In regard to which,- Scott, J., who delivered the opinion of the court, said : “ The only question in the case which is attended with any difficulty is, whether one surety can avail himself of a notice given by his co-surety, or whether if the creditor, after a notice from one surety, neglects to sue as required by law, be will lose his recourse against all of the sureties where there are more than one. There may be eases where such a construction of the statute would be manifestly unjust. If the co-surety should be consulted, and not wishing to be sued, should refuse to join in the notice, he would scarcely be entitled to any benefit from it. On .the other hand, to maintain that the failure of the principal to sue when required could not be taken advantage of so as prevent his becoming liable for the entire debt, in cases where he had no notice, would operate to increase his responsibility and vary his undertaking without his knowledge or consent. * * * The surety must look after his principal. He knows that he is bound. He had a right to give the notice to sue; from his neglect to do so, the creditor may presume that he is content to remain bound. If the liability is not increased; if his contract is not affected to his prejudice by any act of the creditor, he has no cause to complain of the failure-to bring suit. "While the law will not permit the creditor to injure a surety by his conduct or neglect, yet his obligation will not be sorelaxed as to make it more a snare than the guaranty for the payment of a debt.”

As this question is for the first time brought before us for consideration, we have indulged in making unusually full extracts from the several decisions which havd been cited by the counsel on both sides, as well as others to which we have had access, and the result has led to the conclusion that, under a fair and just construction of our statute, any one or more of the sureties bound in a bond, bill or note with their principal, may at any time after the debt becomes due, either jointly or severally, give to the obligee or creditor notice, as prescribed in the 1st sec. of ch. 157, Gould’s Dig.; and that the discharge provided for in the 2d sec. of that chapter is only a release to the party or parties who give such notice, and that the court erred in refusing to give the first instruction asked by plaintiff.

The question presented in the second instruction or ruling of the court, asked by plaintiff and refused by the court, distinctly presents the question as to whether the surety who takes from his principal debtor money or property, whether by pledge, mortgage, or by deed of trust, sufficient in value to indemnify him against loss by reason of his suretyship, and whilst the property or estate so remains in his hands, can resort to the statute notice to compel the creditor to proceed against the principal debtor.

In order to a proper understanding of the’question, it must be kept in mind that the right to redress, as between the principal and surety, is strictly equitable, and is to be determined upon principles of equity, whether proceeded upon in a court of law or equity.
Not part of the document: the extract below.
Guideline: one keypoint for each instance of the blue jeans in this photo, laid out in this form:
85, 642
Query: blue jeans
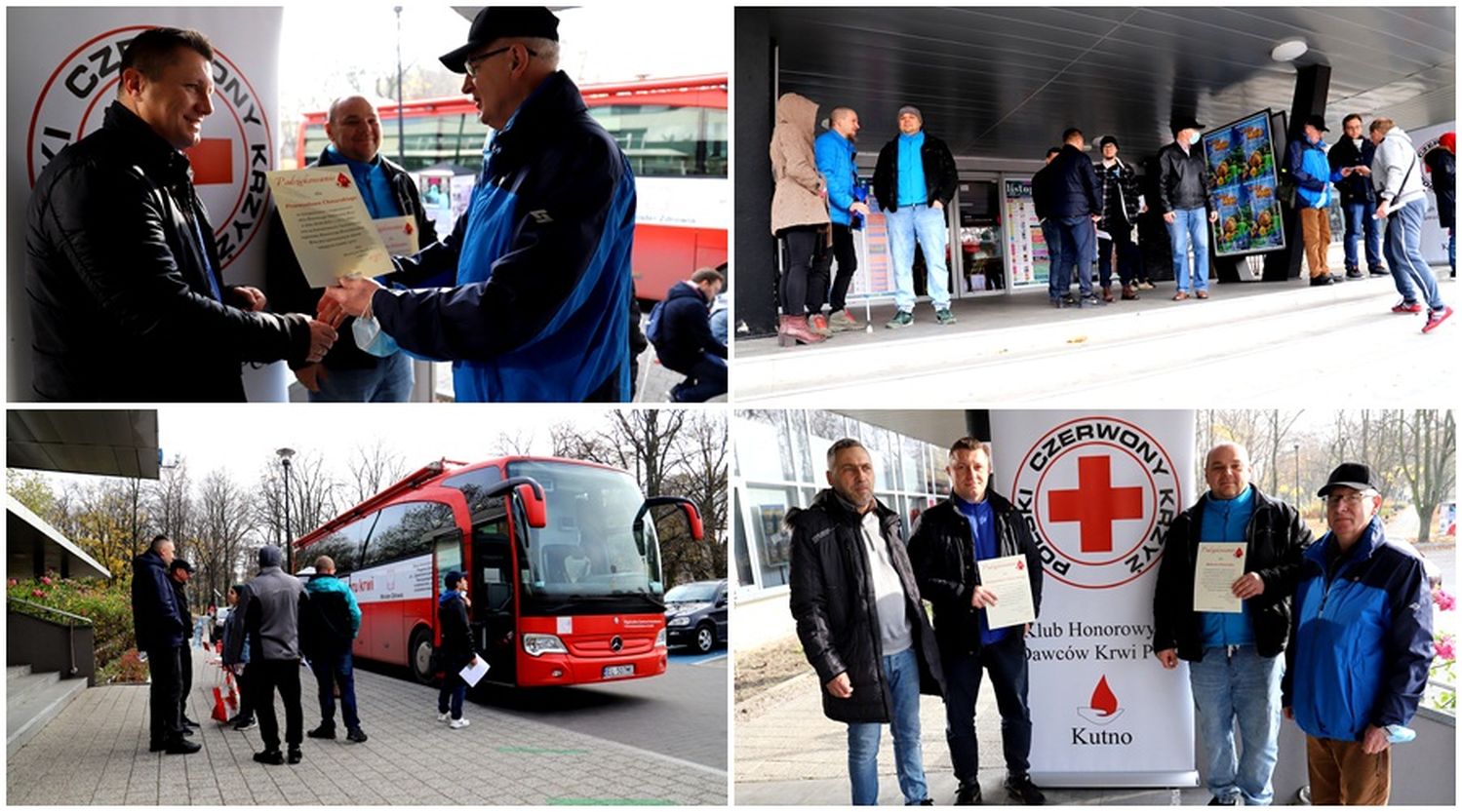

The liability of a surety, although direct as between himself and creditor, is contingent as between himself and his principal; he is allowed to interpose and - hasten the collection of the debt only upon the ground that delay is hazardous to his rights. Although bound for its payment, it is not properly his debt, and where the principal debtor places money or conveys property of ample value to satisfy and pay the debt, there remains no equitable ground upon which a claim to hasten the collection rests.

From the time the property or money passes into the hands of the sureties, the relations between the sureties and debtor change, in so far that they stand in the attitude of principal debtors. We think that the following adjudicated cases fully sustain us in this conclusion.

In the case of Chillon & Price v. Robbins, Paynter, etc., 4 Ala., 223, the creditor gave to his principal debtor time for payment, but without the knowledge or consent of the sureties. The sureties had obtained a deed of trust on the property of their principal to secure them from loss by reason of their suretyship. Ormand, J., who delivered the opinion of the court, said: “ The taking by the sureties of a deed of trust from the principal debtor to secure them against liability, and ample for that purpose is, in effect, an appropriation of the effects of the principal to the payment of his debt, and they will not therefore be permitted to urge that they are not. responsible.” The case of Moore v. Paine, 12 Wend., 123, is even stronger. There the principal debtor was discharged with the consent of the creditor. But the sureties, being fully indemnified by the debtor, were held to be liable to the creditor. Nelson, J., said: “It is true that a release of one of two or more obligors to a bond operates as a discharge to all; but the rule is provisional, and a discharge under the insolvent law has necessarily no such effect. .* * * The generally acknowledged and familiar principle is,, that when the creditor deals with his debtor so as to alter the rights of the sureties, or in any way impair their legal remedies against the principal, the sureties are discharged. * * * But it is obvious that this principle has no application to this case. The sureties received from the debtor the whole amount to become due on the bond in question, and after that as between him and them, they were the principals and owed the debt. The discharge of Eine, the principal, could in no possible way interfere with their rights or liabilities, so long as they held in their hands a complete indemnity against the bond, and he is not accountable to them if they are obliged to pay.”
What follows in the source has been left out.